From Socialist Review, No. 172, February 1994.
Copyright © Socialist Review.
Copied with thanks from the Socialist Review Archive.
Marked up by Einde O’Callaghan for the Marxists’ Internet Archive.


It is always to be expected that a Marxist interpretation of history will meet with hostility in most bourgeois journals. A socialist periodical, however, could be expected to produce at least a reasoned summary of its arguments, whatever criticisms there may be.

Nick Howard’s review of my Politics of Continuity (a title he forgot to include at the heading of his review, so the readers were only given its subtitle: British Foreign Policy and the Labour Government 1945–6) was not unfriendly, but unhappily failed to provide a synopsis of what the book was about.

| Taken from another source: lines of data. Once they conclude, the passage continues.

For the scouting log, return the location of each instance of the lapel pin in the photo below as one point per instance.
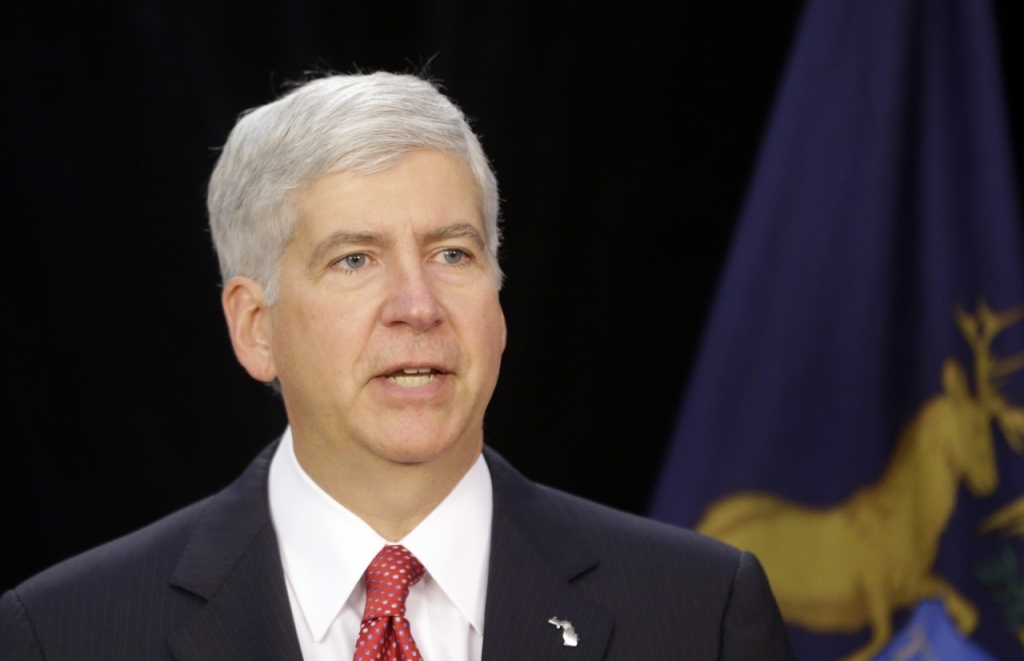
(569, 637)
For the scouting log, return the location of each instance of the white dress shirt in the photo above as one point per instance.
(325, 549)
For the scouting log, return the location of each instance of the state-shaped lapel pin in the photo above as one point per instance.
(569, 637)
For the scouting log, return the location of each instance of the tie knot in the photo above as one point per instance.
(388, 578)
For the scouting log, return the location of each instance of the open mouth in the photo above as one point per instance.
(413, 377)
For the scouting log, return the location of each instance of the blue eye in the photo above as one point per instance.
(354, 262)
(453, 256)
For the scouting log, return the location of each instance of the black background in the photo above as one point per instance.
(623, 137)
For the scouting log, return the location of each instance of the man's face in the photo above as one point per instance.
(387, 334)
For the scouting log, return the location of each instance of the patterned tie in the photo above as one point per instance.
(385, 633)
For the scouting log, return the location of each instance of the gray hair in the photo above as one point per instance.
(360, 123)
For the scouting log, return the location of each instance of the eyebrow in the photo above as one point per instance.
(345, 237)
(456, 230)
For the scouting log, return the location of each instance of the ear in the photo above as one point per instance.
(249, 325)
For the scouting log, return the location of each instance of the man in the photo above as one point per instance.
(355, 220)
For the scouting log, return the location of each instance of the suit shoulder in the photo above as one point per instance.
(148, 552)
(614, 533)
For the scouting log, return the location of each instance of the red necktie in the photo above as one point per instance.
(385, 634)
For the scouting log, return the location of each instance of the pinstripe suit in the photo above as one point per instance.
(206, 583)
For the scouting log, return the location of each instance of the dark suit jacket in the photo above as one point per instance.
(206, 583)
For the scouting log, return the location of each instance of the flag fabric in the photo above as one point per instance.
(854, 415)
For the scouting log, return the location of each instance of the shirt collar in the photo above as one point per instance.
(326, 547)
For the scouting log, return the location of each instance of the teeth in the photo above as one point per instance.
(412, 382)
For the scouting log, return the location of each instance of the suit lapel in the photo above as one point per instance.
(232, 562)
(537, 556)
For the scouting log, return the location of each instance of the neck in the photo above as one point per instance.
(392, 497)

Thus he might have mentioned that my first 80 pages – The Mind of the Foreign Office – is the first detailed account by a socialist historian of the political attitudes and policies of the top levels in Whitehall and the diplomatic service; or that Attlee had serious political differences with Bevin, his senior officials and the Chiefs of Staff over the Middle East; or that I try to connect economic factors and problems with international relations.

I leave aside a number of the mistaken summaries of my argument, although I am surprised how many there were, and just add that I found his review dispiriting because it could have been written 30 years ago out of the broad generalisations that have continued since to serve some sections of the left.

Not all are wrong, but what he does not seem to appreciate is not only that we have to continue to educate ourselves, but our crucial problems are to break through the intellectual and political ghetto into which we are all being constantly pushed as well as to recognise the formidable task of convincing the great majority of the labour movement of the illusions of Labour – socialism. And we cannot do this without accepting Gramsci’s insistence that it is the major intellectual and political strong points we have to confront, and this means serious research and constant argument.

What Nick Howard did not recognise in his review is that the majority of Labour supporters still regard 1945-51 as a golden period of achievement and that there is no understanding of the connection between the reactionary foreign policy of 1945 and succeeding years, and the economic decline of British capitalism in the second half of the 20th century.

It was my purpose to provide a large mass of new material on these matters, and I regret that I have failed to convince my reviewer of what I was about.

 

John Saville
Hull



Editorial Note

The title of John Saville’s book in January’s SR was omitted due to a subbing error. We offer our apologies to John Saville and Nick Howard.